Code Exchange - Temporal Hugging Face Question Planetarium

This is an example implementation of running a hugging face model using Temporal activities and workers. Our page is using WebSockets to communicate updates back and forth between our flask server, and our client browser. By leveraging temporal we get automatic job queuing and execution in addition to retries, timeout management, question status tracking and more.

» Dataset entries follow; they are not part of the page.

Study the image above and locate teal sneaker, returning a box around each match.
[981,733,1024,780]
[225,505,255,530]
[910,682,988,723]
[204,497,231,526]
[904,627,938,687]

Screenshot of running application

How this project works:#

Screenshot of terminal running the above processes

┌─────────────────┐    ┌─────────────────┐    ┌─────────────────┐
│   Flask App     │    │  Temporal       │    │  Worker         │
│                 │◄──►│  Server         │◄──►│  (AI Model)     │
│                 │    │                 │    │                 │
│ • Web Interface │    │ • Workflow      │    │ • SmolLM3-3B    │
│ • WebSockets    │    │   Queue         │    │ • Inference     │
│ • Status Updates│    │ • Job Management│    │ • Retry Logic   │
└─────────────────┘    └─────────────────┘    └─────────────────┘

This project has 3 major components that communicate with each other.
- The flask app manages our frontend, pushes out updates to a browser using WebSockets, and creates new workflows to be coordinated by our temporal server.
- The Temporal server assigns work to our worker, manages the queue, handles retries and more.
- Our worker, executes our hugging face model and returns the results of our questions.

Temporal UI

You're able to ask as many questions as you'd like and can navigate to the temporal UI running on port 8233 to view the status of the queue. You can navigate to a specific task queue by clicking on the question from our flask UI. From the temporal UI, you can restart, terminate or just view the status of any specific workflow.